A striker for Manchester City in the mid-1990s who entered politics in 2016, Kavelashvili and two other Georgian Dream parliamentarians set up a splinter group called People’s Power in 2022. People’s Power became known for its anti-Western position.
Tilted towards Moscow
In 2008, Russia fought a brief war with Georgia, which led to Moscow recognising two breakaway regions – South Ossetia and Abkhazia – as independent and increasing Russian military presence there.
Critics have accused Georgian Dream – established by Bidzina Ivanishvili, a shadowy billionaire who made his fortune in Russia – of becoming increasingly authoritarian and tilted towards Moscow.
The party recently pushed through “foreign agent” laws similar to those used by the Kremlin to crack down on freedom of speech and LGBTQ+ rights.
French President Emmanuel Macron told Georgians: “We are by your side in supporting your European and democratic aspirations,” in a video address.

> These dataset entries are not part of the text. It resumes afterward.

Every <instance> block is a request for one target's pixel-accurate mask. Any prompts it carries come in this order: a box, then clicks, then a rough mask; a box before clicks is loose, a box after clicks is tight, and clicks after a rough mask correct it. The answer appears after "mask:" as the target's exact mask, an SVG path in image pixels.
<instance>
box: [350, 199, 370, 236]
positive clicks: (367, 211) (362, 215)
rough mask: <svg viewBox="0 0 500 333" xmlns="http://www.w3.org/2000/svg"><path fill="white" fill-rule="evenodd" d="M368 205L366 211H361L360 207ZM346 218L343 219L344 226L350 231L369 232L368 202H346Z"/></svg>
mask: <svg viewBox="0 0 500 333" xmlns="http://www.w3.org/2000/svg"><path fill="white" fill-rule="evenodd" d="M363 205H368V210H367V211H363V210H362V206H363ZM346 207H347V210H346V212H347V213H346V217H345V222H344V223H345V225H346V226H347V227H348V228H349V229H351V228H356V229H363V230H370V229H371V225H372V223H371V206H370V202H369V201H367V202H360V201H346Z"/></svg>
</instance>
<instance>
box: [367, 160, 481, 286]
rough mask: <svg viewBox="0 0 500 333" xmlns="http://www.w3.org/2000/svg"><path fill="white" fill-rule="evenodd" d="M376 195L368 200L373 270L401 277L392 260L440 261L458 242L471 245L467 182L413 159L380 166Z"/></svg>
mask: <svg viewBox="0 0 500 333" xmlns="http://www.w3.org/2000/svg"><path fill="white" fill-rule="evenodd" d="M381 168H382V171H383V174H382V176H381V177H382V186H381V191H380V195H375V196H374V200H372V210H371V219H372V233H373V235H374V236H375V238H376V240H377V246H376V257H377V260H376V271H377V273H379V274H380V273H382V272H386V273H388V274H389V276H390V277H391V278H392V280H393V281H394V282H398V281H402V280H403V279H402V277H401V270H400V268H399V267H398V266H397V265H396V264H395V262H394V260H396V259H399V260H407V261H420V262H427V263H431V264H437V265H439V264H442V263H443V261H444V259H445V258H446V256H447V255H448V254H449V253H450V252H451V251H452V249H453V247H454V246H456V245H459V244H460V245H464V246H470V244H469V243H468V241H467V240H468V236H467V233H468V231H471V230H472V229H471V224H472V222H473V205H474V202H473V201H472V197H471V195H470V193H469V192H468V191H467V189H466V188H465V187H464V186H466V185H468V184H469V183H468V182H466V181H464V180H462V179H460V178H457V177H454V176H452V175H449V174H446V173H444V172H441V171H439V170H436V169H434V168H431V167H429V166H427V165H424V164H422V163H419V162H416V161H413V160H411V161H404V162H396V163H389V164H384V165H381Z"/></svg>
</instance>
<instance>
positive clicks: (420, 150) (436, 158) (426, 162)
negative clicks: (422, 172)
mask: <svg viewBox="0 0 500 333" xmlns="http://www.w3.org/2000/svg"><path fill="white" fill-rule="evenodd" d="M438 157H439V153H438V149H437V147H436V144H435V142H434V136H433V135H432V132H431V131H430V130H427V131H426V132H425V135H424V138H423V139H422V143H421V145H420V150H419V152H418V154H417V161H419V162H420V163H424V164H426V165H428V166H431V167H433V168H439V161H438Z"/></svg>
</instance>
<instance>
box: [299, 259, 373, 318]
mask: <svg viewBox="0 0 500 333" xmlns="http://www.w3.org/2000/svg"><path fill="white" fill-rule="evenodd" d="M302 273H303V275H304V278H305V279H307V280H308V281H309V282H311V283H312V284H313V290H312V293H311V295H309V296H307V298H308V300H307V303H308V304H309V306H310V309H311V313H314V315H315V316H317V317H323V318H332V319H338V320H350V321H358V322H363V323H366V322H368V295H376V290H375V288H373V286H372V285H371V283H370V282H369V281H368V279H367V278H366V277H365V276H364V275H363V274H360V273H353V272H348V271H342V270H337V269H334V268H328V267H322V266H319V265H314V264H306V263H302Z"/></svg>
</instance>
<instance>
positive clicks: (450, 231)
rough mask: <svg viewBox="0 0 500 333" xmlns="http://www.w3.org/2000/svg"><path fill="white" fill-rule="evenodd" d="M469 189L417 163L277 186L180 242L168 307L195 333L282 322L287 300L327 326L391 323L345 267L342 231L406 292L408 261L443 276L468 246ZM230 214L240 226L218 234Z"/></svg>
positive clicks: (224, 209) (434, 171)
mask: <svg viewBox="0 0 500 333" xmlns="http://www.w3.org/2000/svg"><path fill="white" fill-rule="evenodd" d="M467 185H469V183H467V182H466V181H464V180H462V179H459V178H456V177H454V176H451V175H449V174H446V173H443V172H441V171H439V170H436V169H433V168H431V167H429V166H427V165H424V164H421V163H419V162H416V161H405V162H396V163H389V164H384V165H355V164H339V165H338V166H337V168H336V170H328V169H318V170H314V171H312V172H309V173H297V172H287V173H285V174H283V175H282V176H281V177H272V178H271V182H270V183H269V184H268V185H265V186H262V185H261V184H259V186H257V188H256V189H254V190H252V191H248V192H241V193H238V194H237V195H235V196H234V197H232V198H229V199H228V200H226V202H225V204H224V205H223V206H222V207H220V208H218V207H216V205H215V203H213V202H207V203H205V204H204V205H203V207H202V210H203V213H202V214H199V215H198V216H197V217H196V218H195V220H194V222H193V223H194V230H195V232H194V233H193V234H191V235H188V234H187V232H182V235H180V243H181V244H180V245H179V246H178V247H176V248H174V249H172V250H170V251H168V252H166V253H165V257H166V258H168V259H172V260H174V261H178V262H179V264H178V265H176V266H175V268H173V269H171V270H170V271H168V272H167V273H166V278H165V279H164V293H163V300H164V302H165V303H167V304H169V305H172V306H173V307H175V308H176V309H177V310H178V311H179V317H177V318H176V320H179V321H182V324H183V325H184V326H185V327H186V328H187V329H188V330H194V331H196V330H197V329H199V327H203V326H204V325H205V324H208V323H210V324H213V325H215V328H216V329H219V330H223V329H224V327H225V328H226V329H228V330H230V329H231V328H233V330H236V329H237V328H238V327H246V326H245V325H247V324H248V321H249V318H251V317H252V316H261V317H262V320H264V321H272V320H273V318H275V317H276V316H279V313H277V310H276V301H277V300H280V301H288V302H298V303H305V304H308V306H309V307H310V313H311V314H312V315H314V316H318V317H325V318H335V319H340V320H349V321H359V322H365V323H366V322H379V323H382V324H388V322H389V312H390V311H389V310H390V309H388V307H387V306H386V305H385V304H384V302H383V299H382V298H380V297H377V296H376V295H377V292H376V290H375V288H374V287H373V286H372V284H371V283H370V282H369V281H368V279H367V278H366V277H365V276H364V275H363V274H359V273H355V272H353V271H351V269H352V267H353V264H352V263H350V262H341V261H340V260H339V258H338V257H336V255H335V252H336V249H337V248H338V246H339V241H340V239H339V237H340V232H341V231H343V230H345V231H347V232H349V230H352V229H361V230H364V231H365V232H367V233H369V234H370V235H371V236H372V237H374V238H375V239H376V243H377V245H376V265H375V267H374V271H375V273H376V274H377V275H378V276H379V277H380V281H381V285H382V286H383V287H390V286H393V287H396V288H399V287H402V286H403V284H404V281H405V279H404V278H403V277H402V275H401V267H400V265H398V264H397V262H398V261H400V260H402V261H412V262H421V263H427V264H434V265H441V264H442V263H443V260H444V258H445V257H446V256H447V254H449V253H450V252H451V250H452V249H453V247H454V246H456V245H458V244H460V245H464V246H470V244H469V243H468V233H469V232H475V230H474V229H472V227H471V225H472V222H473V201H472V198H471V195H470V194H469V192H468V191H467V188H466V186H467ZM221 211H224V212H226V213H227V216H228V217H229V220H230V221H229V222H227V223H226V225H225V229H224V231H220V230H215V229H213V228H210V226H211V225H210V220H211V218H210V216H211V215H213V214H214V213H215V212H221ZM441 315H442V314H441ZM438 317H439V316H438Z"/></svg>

Earlier this week, Macron called Ivanishvili rather than Prime Minister Irakli Kobakhidze, a gesture interpreted as a sign of the West’s hesitancy to recognise the legitimacy of Georgian Dream’s new government.
Washington has also imposed new sanctions on Georgian officials, barring visas for about 20 people accused of “undermining democracy in Georgia”, including ministers and parliamentarians.